Larofeticus commented 6 years ago

line wrap change made

Also it took me a few seconds of confusion to note the difference between mpas_dmpar_exch_halo_field and mpas_dmpar_field_halo_exch

i see those have no internal openmp at all besides the master thread only? i'm going to guess the thread model differences between cores drive the choice to use one exchange or the other?

mark-petersen commented 6 years ago

@climbfuji and @mgduda can you help me understand the difference between the 7% speedup found by @climbfuji here: https://github.com/MPAS-Dev/MPAS/pull/1449#issuecomment-348863588 and the 'no change' result by @mgduda above? One must be incorrect.

climbfuji commented 6 years ago

@mark-petersen @mgduda In order to conclude that one report must be incorrect the two experiments must be 100% identical. There are too many other factors that influence the results. For one, the test that was run. I used an idealized test case without physics, which takes away a large fraction of the time required in each time integration step that is not affected by this change. Second, we probably used different machines for the test, and OpenMP performance and behaviour is quite different on different machines. I used SuperMUC and made use of hyperthreading for the two OpenMP tasks on each core. Third, both of us ran the tests probably once only for the reference (develop) branch and this PR. We all know that every run is different on a supercomputer because of the nodes that get selected, other jobs running concurrently, ... If one really was to do a proper assessment, a large number of runs for both versions of the code are required.

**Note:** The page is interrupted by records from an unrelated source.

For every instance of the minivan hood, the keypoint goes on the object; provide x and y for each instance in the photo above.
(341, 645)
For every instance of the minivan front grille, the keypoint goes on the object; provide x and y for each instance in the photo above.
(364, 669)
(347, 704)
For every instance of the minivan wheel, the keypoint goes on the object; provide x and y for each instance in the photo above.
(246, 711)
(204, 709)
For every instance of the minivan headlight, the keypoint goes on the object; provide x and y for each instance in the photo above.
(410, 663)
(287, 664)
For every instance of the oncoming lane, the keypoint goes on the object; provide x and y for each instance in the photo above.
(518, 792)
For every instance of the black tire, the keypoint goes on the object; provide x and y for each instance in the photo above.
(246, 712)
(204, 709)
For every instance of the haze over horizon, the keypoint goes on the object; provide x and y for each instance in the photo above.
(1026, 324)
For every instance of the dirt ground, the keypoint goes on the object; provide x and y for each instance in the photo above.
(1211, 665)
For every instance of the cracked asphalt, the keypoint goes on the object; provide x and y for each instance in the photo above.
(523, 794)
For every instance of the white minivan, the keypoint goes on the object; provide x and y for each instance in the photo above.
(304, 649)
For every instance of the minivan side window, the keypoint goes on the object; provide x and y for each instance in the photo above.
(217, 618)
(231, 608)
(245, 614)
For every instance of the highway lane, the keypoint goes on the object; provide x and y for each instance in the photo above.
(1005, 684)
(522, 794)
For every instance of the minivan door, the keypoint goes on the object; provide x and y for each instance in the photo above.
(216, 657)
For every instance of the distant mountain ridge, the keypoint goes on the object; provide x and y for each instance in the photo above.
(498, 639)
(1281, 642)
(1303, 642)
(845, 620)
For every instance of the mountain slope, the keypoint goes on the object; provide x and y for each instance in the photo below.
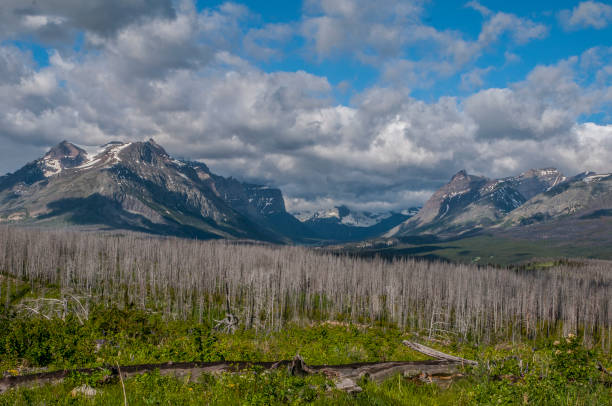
(139, 186)
(344, 225)
(470, 203)
(586, 196)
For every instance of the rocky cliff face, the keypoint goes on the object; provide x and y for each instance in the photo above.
(471, 203)
(139, 186)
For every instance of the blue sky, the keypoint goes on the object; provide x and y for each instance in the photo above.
(369, 104)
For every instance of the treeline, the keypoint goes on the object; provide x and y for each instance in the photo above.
(266, 287)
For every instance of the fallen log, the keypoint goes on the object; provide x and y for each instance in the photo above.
(345, 376)
(437, 354)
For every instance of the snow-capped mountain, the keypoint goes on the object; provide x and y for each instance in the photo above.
(139, 186)
(343, 224)
(469, 203)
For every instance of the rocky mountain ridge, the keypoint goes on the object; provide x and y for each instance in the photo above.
(139, 186)
(470, 203)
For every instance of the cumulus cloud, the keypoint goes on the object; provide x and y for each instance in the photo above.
(55, 20)
(188, 82)
(395, 35)
(587, 14)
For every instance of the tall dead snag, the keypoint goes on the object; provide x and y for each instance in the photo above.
(437, 354)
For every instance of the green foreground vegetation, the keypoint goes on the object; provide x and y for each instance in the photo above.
(493, 250)
(71, 300)
(548, 372)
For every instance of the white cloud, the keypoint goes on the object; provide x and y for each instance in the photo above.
(587, 14)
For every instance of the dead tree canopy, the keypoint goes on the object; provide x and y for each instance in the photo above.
(437, 354)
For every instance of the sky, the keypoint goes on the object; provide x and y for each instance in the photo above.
(370, 104)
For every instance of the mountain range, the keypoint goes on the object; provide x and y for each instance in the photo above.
(138, 186)
(470, 204)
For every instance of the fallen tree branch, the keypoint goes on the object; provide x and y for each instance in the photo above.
(437, 354)
(603, 369)
(345, 376)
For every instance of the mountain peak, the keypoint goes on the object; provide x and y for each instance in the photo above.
(462, 174)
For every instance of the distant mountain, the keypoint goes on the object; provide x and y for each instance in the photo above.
(470, 203)
(585, 196)
(138, 186)
(342, 224)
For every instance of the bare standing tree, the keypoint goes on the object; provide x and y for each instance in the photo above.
(268, 286)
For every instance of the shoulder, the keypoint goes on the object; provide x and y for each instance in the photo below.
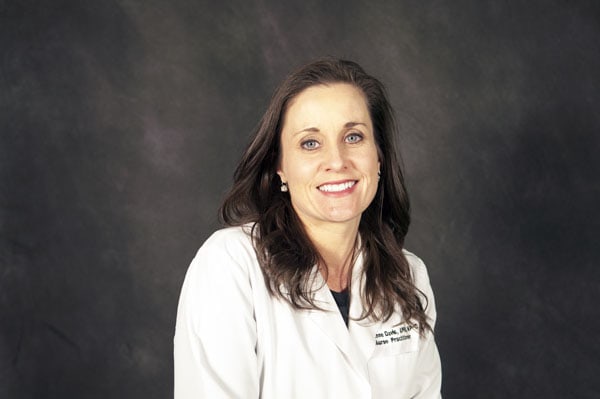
(226, 253)
(229, 239)
(417, 268)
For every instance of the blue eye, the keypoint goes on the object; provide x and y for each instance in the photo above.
(310, 144)
(354, 138)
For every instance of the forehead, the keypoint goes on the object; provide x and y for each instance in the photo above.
(336, 102)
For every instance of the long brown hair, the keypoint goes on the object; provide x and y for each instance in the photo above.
(285, 252)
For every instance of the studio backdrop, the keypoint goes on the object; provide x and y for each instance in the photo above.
(121, 123)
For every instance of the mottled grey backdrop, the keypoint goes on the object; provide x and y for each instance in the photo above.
(122, 120)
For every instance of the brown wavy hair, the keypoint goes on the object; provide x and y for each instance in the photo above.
(285, 252)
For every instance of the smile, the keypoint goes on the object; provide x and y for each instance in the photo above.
(336, 188)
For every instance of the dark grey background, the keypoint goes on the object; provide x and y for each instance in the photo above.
(122, 121)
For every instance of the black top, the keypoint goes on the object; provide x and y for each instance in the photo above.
(342, 299)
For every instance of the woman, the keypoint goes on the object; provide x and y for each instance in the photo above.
(309, 293)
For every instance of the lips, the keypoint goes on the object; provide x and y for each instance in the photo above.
(337, 187)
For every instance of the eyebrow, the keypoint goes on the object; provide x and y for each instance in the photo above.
(347, 125)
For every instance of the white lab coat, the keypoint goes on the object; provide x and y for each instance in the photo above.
(234, 340)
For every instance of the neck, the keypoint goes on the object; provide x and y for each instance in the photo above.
(336, 245)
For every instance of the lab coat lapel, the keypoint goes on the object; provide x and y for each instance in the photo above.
(332, 325)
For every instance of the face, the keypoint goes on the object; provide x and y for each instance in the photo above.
(329, 154)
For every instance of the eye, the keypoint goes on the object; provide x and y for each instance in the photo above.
(354, 138)
(310, 144)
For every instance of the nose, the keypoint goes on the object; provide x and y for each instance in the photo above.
(336, 158)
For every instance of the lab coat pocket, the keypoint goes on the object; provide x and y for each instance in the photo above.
(392, 365)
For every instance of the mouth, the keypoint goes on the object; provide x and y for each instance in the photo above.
(337, 187)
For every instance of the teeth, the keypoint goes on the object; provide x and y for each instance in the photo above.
(332, 188)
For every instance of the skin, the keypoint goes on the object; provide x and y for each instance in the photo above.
(330, 163)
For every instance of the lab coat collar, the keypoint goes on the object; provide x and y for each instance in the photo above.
(332, 325)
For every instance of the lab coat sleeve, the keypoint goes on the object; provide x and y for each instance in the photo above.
(428, 376)
(215, 333)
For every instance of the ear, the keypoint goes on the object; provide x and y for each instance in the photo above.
(282, 176)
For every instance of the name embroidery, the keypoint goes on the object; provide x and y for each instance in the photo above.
(398, 334)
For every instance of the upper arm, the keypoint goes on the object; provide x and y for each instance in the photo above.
(215, 333)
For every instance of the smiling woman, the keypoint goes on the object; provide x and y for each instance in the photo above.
(308, 292)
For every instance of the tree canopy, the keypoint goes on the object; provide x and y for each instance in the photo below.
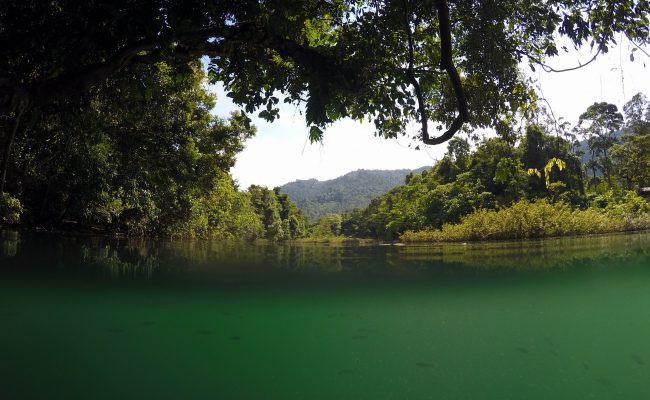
(392, 61)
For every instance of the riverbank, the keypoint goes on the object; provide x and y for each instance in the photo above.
(541, 219)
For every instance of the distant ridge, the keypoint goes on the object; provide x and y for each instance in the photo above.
(352, 190)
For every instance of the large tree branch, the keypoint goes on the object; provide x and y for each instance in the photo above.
(447, 64)
(80, 80)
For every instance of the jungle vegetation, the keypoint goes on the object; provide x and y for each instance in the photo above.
(528, 185)
(105, 119)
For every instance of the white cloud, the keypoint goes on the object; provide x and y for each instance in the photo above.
(281, 152)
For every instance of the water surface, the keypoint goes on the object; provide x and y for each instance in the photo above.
(93, 317)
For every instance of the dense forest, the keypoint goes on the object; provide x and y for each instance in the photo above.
(352, 190)
(106, 122)
(540, 171)
(142, 154)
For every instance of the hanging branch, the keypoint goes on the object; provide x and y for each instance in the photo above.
(446, 64)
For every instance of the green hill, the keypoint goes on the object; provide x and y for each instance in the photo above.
(352, 190)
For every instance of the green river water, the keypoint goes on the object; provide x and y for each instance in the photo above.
(102, 318)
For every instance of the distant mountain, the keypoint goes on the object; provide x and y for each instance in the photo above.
(352, 190)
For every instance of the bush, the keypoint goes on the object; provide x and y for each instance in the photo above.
(539, 219)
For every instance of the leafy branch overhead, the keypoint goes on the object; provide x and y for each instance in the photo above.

I can't explain why my test ran faster by 6.5-7%, but at least that is the result of the test that I ran (see attached screenshot; left: develop; right: this PR or better the former one #1449).

screen shot 2017-12-06 at 9 23 41 am
Larofeticus commented 6 years ago

My change can only affects the halo exchange calls which use exchange groups. I've been led to believe that atmo uses the other type.

If atmo ONLY uses the non grouped exchanges, then any difference in run time can only be attributed to configuration difference or machine noise. If it mixes exchange types there is room for effect.

As long as it's bfb, and atmo isn't the bottleneck in coupled runs, then it doesn't matter much, anyway?

mark-petersen commented 6 years ago

@climbfuji Thanks for taking the time to test it and explain your test. I'm not worried about the results, I was just trying to figure it out.

mark-petersen commented 6 years ago

I merged these exact commits into ocean/develop to make sure, and everything passes bfb with previous, 1vs2 threads, restart, partitions, etc on intel and gnu.

climbfuji commented 6 years ago

@mark-petersen I guess what we can say at least is that we did not see any performance degradation and that's a good thing!